PORRIDGE, MUESLI, GRANOLA, CORN FLAKES:

If you remember your fairy tales, you know that porridge (also known as hot cereal) has been a traditional breakfast for hundreds of years. Porridge can be made from any grain, most commonly barley in olden times and oatmeal today.

Old fashioned oatmeal still provides 100 percent whole grain. And other whole grain cereals are readily available. Pre-packaged oatmeal, though, usually contains more sugar than you need in the morning...or any other time.

Oatmeal is particularly high in the type of fiber that lowers cholesterol, and it has other healthy nutrients such as potassium, folate and omega-3 fatty acids. Top a bowl with some berries, banana or other fruit and milk, and you have an excellent breakfast, rich in vitamins, minerals and fiber.

Muesli, developed around 1900 by Swiss physician Maximilian Bircher-Benner, uses uncooked rolled oats plus dried fruit and nuts. You can buy it in most health-oriented stores; or you can easily make your own.

You can make your own granola as well by toasting some rolled oats in the oven along with a little oil, honey or maple syrup plus dried fruits, raisins, nuts and any other ingredient you’d like.

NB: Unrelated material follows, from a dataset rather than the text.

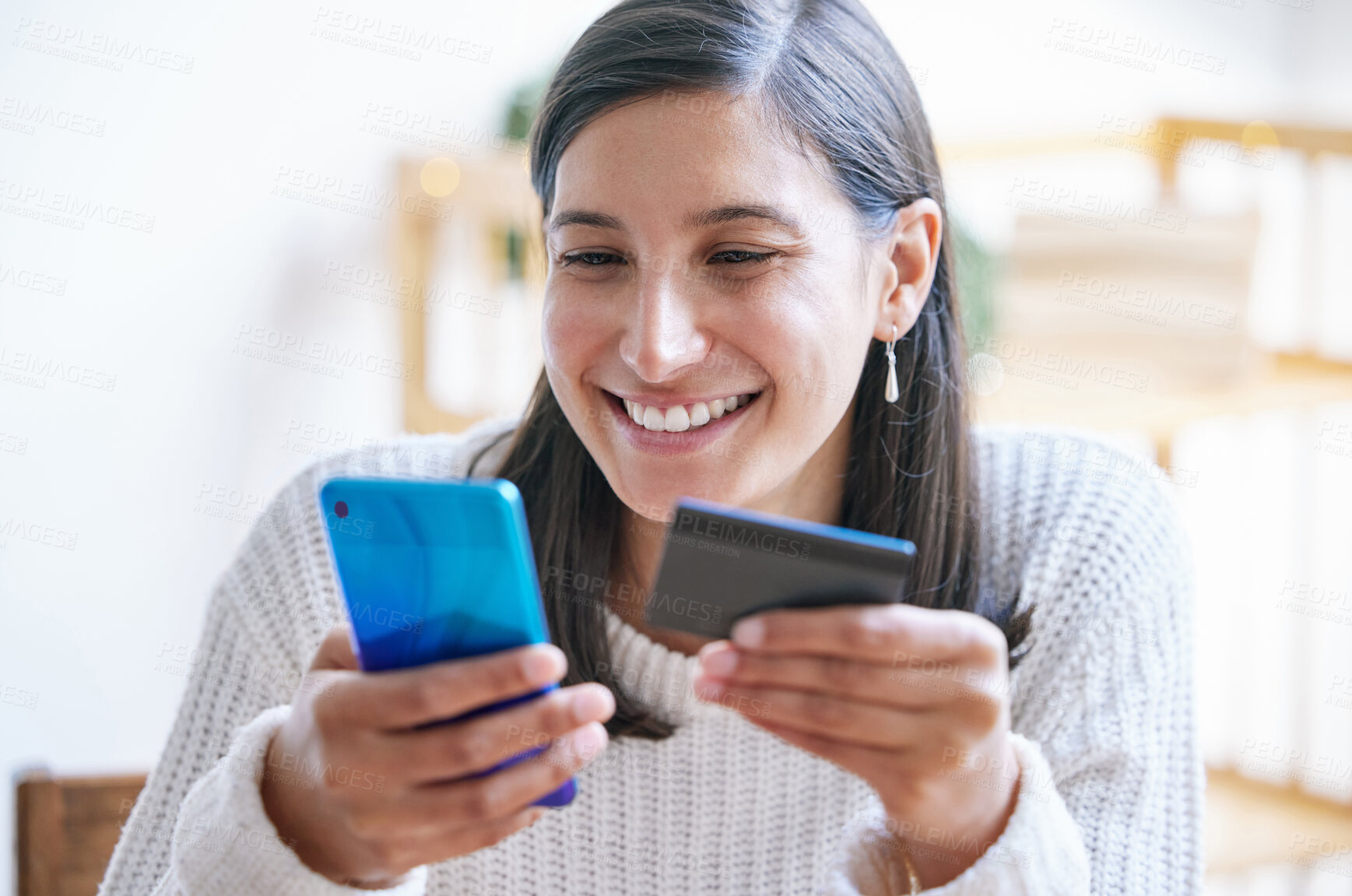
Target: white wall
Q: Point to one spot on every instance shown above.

It was not until the introduction of puffed cereals in the 1930s that manufacturers started targeting children–removing the fiber (which at the time was considered bad for digestion) and adding sugar to appeal to children. Some cereals today are more than 50 percent sugar by weight, but that should not relegate all cereal breakfasts to the junk heap.

There are many healthy ready-to-eat cereals, but you’re unlikely to find them through advertising or the “all natural” printed on the box. Read the label. What you’re looking for 
  • has less than 5 grams of sugar per serving;
  • more than five grams of fiber; and
  • whole grain–oats, wheat, barley, corn–at the very top of the ingredient list.
Cheerios contains whole grain oats with three grams of fiber and only one gram of sugar per serving. Corn flakes (without the sugar frosting) is a tasty, low calorie, non-fat option. Shredded wheat has six grams of fiber and one gram of fat.

A Harvard study of 17,000 men who regularly ate either refined grain or whole grain cereal for breakfast found that they weighed less than similar men who did not eat cereal.

ORANGE JUICE, COFFEE, TEA:

A small glass of orange juice in the morning is a great way to start the day. You can almost taste the sunshine. But for the rest of the day, it’s better to focus on eating whole fruit, which has less calories and sugar and more fiber.

Both coffee and tea–with and without the caffeine–have numerous antioxidants and health benefits. One 2005 study concluded that coffee is the greatest source of antioxidants in the American diet. Another study found that drinking tea might boost metabolism and contribute to weight loss.

A quick cup of coffee or tea is not good enough, though. Choose a healthy breakfast that appeals to you, and take a few minutes to sit down and eat it.